Ce dernier a abandonné volontairement ses fonctions lors d’une réunion du Conseil national de la coordination, hier, à Alger, afin de permettre à son successeur de préparer le prochain congrès, une échéance dont la date n’est pas encore fixée mais qui devrait permettre à ses membres d’épurer une ancienne querelle de leadership. La préparation de ce rendez-vous organique figure d’ailleurs en première ligne du communiqué, publié par la coordination.
Le document insiste sur le fait que la passation de pouvoir entre les deux responsables s’est effectuée dans un « climat d’entente » et de « sérénité », selon les statuts de cette structure politico-associative. Désormais, c’est donc M. Bounedjma qui a les rênes en main pour « apaiser le climat » et « relancer l’esprit de solidarité » au sein de la coordination, lit-on dans le communiqué.

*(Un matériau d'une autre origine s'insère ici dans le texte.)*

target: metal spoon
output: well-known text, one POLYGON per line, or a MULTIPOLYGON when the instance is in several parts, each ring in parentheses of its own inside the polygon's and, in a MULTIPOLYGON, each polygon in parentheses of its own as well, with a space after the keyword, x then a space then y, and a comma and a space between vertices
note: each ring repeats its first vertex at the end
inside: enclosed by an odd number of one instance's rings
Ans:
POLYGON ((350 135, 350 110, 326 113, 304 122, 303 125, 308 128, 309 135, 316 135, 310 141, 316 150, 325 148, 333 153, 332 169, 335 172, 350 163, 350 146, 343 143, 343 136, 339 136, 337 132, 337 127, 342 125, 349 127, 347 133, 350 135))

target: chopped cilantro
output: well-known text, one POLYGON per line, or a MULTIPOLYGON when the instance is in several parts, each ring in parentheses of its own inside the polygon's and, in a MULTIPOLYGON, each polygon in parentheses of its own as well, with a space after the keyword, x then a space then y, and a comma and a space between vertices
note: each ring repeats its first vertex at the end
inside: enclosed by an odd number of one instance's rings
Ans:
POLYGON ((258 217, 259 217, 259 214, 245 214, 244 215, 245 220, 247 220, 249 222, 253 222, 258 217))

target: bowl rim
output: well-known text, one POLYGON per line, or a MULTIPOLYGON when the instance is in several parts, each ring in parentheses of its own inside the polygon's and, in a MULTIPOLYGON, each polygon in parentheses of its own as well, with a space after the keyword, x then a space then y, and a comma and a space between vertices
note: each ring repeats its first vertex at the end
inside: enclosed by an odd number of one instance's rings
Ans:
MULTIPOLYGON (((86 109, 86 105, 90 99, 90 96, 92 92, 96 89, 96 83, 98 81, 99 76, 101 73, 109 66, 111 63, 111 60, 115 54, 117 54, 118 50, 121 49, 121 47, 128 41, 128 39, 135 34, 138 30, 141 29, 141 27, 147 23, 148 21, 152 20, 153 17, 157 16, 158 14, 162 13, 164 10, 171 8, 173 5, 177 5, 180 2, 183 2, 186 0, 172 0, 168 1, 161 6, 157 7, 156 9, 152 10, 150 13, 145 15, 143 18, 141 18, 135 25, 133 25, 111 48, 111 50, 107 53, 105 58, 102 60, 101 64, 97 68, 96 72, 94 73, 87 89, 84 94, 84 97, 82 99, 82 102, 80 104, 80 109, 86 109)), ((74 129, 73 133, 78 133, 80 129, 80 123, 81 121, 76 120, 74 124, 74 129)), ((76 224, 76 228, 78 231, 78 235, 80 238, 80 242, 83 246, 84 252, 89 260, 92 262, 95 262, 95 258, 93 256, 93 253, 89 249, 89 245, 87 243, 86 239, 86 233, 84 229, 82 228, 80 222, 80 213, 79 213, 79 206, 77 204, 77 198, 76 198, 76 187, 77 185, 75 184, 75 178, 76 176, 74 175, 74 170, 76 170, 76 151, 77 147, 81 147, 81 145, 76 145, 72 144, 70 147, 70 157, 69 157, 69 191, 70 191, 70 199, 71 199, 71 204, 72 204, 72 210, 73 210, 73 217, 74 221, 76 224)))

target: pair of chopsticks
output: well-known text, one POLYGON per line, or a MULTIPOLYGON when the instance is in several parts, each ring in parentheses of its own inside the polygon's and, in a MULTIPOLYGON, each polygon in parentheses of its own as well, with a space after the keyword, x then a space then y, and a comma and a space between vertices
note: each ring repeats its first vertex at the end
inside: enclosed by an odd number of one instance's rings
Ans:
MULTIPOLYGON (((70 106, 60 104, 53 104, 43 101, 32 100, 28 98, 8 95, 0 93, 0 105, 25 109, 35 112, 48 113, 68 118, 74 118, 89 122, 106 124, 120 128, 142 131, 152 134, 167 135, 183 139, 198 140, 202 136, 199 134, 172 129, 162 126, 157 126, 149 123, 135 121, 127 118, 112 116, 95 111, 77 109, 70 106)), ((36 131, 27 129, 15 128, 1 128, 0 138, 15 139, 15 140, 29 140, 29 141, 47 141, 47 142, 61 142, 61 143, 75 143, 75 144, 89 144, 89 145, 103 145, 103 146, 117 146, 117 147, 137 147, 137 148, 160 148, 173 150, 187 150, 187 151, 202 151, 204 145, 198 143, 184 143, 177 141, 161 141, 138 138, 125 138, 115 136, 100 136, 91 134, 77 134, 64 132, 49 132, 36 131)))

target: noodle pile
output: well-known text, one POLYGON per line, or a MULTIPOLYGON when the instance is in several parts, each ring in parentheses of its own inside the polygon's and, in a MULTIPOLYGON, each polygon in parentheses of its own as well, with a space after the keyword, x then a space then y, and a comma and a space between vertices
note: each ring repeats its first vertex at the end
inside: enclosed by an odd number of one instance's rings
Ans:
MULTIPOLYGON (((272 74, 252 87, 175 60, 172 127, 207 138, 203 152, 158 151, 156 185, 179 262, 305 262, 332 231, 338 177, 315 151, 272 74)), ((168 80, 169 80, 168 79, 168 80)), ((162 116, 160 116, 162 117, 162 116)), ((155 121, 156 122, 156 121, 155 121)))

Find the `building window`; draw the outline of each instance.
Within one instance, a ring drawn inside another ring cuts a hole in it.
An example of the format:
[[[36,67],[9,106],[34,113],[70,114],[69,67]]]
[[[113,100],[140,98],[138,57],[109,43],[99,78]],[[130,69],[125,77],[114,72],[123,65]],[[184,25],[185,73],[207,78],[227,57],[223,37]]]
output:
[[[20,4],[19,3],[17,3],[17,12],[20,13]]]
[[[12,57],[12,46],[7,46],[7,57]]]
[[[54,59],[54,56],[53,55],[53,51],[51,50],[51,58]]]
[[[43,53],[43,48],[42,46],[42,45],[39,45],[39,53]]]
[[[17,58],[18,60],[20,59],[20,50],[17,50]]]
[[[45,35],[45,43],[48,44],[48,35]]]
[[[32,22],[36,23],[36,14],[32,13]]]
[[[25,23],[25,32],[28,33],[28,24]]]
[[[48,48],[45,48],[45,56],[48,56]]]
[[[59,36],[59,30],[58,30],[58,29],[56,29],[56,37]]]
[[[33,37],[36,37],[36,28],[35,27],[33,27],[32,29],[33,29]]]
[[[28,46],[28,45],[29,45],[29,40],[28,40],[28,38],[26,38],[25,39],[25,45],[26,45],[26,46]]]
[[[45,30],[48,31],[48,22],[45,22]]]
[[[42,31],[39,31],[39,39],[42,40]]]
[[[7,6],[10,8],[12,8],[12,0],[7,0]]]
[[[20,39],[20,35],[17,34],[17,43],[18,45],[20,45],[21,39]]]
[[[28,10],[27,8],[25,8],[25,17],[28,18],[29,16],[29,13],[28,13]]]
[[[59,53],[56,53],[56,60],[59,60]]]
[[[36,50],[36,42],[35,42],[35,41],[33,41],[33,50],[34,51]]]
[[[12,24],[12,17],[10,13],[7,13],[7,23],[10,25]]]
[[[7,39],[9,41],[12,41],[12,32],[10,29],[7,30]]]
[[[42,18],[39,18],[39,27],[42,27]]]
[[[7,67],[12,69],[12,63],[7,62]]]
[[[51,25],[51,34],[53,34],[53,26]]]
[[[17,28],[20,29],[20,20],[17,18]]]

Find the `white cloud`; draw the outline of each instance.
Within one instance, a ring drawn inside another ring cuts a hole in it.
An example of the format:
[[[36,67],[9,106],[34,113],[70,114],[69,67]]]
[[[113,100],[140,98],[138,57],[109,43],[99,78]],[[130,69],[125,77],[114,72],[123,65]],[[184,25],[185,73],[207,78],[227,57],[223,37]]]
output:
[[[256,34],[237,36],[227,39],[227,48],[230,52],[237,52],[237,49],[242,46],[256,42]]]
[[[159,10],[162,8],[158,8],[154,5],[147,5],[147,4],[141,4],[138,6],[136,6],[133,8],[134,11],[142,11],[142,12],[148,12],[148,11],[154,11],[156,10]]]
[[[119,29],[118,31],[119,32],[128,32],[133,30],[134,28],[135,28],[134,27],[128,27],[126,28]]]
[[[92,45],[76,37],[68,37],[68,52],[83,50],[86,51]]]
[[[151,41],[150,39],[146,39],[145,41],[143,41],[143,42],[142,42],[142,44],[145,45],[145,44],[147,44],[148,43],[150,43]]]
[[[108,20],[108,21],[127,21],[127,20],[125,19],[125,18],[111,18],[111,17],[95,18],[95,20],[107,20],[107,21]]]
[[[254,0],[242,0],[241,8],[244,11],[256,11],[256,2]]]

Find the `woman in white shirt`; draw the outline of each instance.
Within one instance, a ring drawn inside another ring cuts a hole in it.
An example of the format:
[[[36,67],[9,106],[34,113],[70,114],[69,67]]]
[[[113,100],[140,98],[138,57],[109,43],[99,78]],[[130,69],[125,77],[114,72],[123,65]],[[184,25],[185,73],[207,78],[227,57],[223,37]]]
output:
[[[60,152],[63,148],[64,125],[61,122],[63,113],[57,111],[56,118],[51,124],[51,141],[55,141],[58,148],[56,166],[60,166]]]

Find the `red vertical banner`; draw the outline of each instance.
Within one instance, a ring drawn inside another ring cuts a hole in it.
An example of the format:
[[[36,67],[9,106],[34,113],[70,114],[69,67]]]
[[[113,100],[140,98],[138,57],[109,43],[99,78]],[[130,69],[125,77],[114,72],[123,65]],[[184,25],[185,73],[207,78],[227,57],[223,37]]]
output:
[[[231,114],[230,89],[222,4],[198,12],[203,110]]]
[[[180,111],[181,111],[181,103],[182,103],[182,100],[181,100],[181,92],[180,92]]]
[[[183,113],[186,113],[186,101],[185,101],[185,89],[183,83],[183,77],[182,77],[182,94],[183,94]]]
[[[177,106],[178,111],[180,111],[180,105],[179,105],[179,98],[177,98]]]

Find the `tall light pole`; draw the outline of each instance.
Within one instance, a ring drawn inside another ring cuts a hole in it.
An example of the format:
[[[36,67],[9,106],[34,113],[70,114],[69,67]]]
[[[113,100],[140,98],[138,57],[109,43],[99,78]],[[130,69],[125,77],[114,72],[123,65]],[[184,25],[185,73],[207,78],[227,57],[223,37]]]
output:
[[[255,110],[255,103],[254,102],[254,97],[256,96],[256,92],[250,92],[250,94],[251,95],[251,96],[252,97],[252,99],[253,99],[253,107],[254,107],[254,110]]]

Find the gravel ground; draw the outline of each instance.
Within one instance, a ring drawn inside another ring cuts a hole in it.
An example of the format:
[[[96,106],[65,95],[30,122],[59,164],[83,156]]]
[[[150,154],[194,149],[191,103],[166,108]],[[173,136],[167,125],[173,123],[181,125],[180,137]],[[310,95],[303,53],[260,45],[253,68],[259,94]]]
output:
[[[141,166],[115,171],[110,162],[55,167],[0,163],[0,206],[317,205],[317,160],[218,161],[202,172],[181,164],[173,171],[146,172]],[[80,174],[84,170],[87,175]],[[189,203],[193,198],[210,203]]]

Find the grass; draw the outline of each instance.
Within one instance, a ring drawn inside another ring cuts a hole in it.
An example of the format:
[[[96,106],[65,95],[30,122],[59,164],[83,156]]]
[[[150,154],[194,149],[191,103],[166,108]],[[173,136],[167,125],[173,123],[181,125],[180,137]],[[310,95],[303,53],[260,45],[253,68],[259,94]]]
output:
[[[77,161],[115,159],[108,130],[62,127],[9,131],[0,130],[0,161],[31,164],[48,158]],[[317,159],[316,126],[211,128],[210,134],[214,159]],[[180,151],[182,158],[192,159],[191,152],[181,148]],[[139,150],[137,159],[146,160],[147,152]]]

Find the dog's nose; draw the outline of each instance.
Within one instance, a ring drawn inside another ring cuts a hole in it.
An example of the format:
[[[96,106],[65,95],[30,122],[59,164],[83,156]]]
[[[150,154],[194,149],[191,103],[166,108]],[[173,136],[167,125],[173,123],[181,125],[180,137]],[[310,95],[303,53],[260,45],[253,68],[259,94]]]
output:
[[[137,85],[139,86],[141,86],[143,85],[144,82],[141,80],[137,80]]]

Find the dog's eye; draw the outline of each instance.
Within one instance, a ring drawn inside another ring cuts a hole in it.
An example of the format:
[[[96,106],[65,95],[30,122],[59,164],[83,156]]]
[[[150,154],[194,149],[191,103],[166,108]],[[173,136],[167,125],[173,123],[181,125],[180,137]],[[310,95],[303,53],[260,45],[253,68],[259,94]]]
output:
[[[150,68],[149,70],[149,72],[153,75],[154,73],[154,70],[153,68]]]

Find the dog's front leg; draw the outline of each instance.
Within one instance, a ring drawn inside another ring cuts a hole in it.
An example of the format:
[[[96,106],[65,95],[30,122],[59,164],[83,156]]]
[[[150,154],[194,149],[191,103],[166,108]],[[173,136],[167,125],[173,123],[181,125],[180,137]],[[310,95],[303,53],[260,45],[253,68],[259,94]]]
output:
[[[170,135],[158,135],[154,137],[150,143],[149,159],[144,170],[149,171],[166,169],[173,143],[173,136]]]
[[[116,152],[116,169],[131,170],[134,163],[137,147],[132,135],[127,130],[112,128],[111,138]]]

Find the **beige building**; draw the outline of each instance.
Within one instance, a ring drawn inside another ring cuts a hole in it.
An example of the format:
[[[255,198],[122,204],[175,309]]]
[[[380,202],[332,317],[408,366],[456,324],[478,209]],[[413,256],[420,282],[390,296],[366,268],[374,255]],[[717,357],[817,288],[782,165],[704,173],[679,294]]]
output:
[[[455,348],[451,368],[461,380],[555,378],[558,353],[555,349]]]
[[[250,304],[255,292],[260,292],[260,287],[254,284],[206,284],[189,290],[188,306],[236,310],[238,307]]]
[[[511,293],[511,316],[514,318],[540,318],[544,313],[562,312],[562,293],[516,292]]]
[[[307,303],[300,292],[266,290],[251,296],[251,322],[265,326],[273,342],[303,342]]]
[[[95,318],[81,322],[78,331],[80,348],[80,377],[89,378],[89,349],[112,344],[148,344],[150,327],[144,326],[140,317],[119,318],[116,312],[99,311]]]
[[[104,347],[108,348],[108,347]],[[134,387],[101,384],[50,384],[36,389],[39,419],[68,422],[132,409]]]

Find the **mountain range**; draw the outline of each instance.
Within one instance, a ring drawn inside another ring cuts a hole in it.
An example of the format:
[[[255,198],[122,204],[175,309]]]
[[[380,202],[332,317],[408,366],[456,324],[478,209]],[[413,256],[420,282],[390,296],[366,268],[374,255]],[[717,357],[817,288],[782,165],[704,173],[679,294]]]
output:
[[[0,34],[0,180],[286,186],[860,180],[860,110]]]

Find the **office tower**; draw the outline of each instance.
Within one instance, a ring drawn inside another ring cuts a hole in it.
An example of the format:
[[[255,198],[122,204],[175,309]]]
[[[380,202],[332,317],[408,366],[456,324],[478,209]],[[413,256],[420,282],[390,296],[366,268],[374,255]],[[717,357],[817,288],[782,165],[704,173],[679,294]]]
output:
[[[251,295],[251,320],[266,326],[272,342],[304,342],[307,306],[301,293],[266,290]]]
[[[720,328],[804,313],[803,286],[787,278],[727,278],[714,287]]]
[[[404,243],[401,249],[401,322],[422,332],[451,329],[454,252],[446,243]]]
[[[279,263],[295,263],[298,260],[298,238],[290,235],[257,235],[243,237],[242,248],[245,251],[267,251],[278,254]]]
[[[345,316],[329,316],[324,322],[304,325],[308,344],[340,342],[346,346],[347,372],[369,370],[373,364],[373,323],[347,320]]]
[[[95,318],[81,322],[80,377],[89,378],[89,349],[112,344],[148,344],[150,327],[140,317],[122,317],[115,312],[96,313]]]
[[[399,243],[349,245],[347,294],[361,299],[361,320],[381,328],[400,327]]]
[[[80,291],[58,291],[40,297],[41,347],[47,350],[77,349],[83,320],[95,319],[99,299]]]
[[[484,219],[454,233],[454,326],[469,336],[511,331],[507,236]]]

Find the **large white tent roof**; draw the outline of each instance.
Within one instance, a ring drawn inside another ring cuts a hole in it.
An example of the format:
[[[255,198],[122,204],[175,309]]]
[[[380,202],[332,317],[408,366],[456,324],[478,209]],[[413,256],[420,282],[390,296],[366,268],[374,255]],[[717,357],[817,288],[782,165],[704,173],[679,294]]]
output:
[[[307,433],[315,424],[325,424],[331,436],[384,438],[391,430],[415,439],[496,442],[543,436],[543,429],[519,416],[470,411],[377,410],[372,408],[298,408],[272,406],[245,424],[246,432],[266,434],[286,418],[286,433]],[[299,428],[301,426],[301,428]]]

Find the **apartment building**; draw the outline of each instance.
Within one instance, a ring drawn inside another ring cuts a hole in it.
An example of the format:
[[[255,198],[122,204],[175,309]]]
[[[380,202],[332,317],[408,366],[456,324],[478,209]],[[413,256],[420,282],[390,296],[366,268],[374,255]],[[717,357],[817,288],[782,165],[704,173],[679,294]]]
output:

En acceptant cette charge, l’ancien président du Front national pour la justice sociale (FNJS), une formation politique qui n’a obtenu aucun siège des législatives de mai 2017, et qui ne semble pas avoir les moyens d’émerger depuis, trouve là une occasion de rebondir sur la scène politique. Et de faire entendre sa voix. En particulier s’il se présente au prochain congrès de la coordination qu’il a la charge de préparer et s’il est élu. Par le passé, Khaled Nedjma, qu’on l’aime ou qu’on le déteste, a montré une réelle capacité à animer les campagnes électorales. Il n’est donc pas exclu qu’il fasse jouer un rôle à la Coordination des enfants de chouhada lors de la prochaine présidentielle de 2019.